Cutting cost-effective home care services that support independent living for seniors is exactly the opposite of what we need. With an aging population and long-term budget challenges, the prudent move is to make more investment in home care — not less. Programs like the Connecticut Home Care Program for Elders and Alzheimer’s Respite Care for family caregivers help keep seniors safe and out of costly nursing homes.
This, in turn, avoids premature nursing home placement and costly Medicaid expenses for taxpayers. Cuts to home care services are the ultimate “kick-the-can” solution. The savings are illusive because they rely on two assumptions: 1. forcing seniors to pay more than double won’t jeopardize access to the care they need, and; 2. delaying intervention will not have any long-term consequences. Both are wrong.
In fact, when the Rell administration imposed a 15 percent co-pay on home care services, hundreds of seniors immediately left the program and countless more cut back dramatically on needed services. These seniors are living on the financial edge. On average, individuals on the Connecticut Home Care Program for Elders have less than $1,900 per month in income and less than $10,000 in assets. By the time they pay for non-covered medical expenses, taxes, food, utilities, and other basic necessities, they simply do not have extra money to absorb additional co-pays for home care services that could reach $200 per month.
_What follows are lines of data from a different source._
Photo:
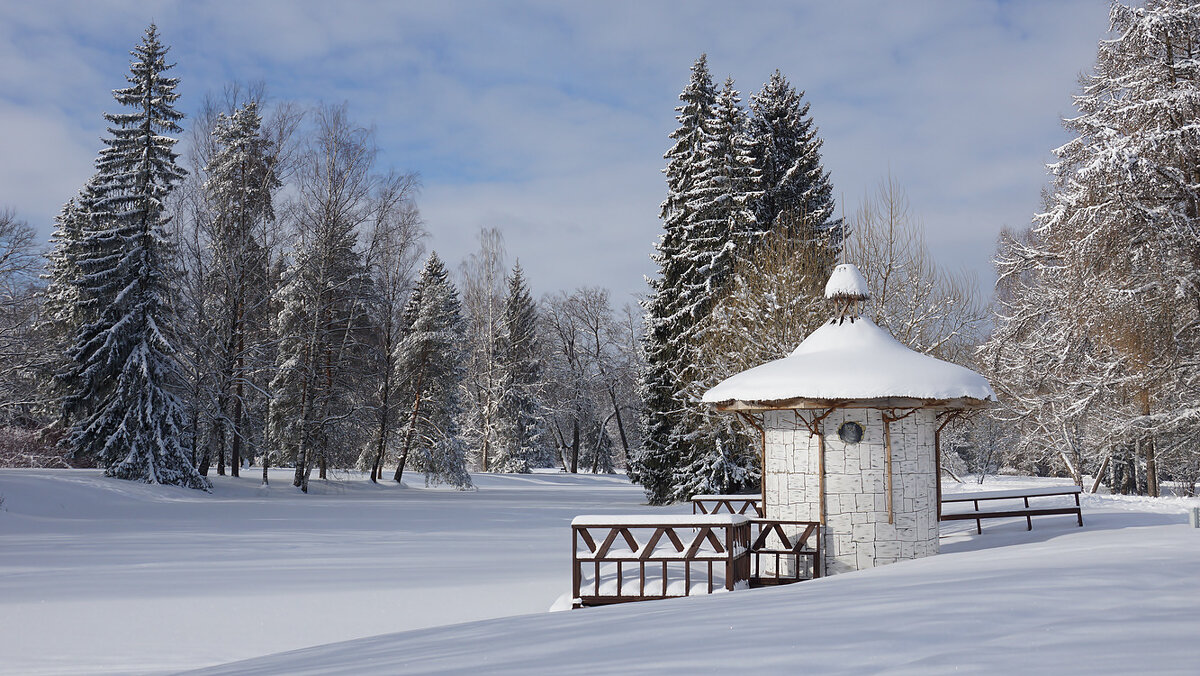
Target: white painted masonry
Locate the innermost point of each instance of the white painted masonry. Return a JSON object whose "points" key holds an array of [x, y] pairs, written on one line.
{"points": [[857, 532]]}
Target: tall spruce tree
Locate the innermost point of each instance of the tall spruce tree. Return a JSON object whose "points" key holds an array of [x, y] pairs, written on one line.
{"points": [[671, 313], [521, 413], [240, 189], [724, 229], [431, 358], [786, 154], [123, 364]]}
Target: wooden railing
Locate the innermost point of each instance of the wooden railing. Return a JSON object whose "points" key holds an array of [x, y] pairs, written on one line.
{"points": [[625, 558], [784, 551], [748, 504]]}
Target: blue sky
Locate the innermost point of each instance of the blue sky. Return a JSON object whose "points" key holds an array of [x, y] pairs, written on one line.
{"points": [[550, 119]]}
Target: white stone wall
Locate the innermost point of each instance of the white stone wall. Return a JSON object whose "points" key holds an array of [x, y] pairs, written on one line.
{"points": [[857, 530]]}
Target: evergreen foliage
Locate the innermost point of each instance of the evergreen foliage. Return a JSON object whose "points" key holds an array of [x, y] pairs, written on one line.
{"points": [[521, 413], [431, 359], [786, 153], [123, 364], [240, 189], [709, 186]]}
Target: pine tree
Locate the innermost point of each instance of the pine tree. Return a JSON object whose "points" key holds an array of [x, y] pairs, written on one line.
{"points": [[723, 231], [786, 154], [521, 412], [63, 311], [669, 316], [123, 364], [431, 358], [240, 189]]}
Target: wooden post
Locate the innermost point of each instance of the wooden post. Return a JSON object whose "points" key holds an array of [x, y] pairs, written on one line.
{"points": [[821, 508], [762, 458], [887, 449]]}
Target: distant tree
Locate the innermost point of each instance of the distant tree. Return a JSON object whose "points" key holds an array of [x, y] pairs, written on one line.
{"points": [[23, 347], [483, 297], [395, 238], [775, 300], [241, 183], [672, 310], [431, 358], [521, 437], [123, 364], [328, 345], [924, 306], [1116, 368]]}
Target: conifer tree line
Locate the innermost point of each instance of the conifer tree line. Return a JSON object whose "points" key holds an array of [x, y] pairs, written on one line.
{"points": [[264, 298]]}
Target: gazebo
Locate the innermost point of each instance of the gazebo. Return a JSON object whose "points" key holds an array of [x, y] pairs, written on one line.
{"points": [[849, 424]]}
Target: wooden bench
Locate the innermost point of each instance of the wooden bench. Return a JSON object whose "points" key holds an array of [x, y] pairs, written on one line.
{"points": [[1001, 512]]}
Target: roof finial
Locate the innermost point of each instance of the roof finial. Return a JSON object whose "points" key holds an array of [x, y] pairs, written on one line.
{"points": [[846, 287]]}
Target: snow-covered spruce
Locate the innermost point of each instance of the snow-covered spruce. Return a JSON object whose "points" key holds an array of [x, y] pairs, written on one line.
{"points": [[431, 359], [786, 154], [123, 364], [679, 434], [240, 187], [520, 429]]}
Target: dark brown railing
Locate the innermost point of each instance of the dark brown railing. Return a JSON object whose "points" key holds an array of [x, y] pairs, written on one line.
{"points": [[784, 551], [627, 558]]}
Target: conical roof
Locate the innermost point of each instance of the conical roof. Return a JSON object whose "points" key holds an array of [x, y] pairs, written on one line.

As a result, these seniors are far more likely to be forced from their home, and into a nursing home, to get the care they need.
Second, aging is not a linear process. Therefore, delaying access to needed home care services can have permanent consequences on that person’s future ability to live independently. If you’ve provided care for a loved one, you know that their health can change dramatically in an instant; a slip on the driveway or fall in the bathroom can permanently change someone’s circumstances.
Therefore, when we eliminate early intervention programs like Category 1 of the Connecticut Home Care Program, we are not just delaying access to home care; we risk permanently jeopardizing their ability to live independently in the future. Here again, the result is premature nursing home placement, loss of independence for our seniors, and more costs to the taxpayers.
The bottom line: we simply cannot afford the proposed cuts to home care and respite care. Please ask Gov. Malloy and legislators to protect our seniors, family caregivers, and state taxpayers by fully funding the Connecticut Home Care Program for Elders and Alzheimer’s Respite Care.
Nora Duncan is AARP Connecticut’s state director.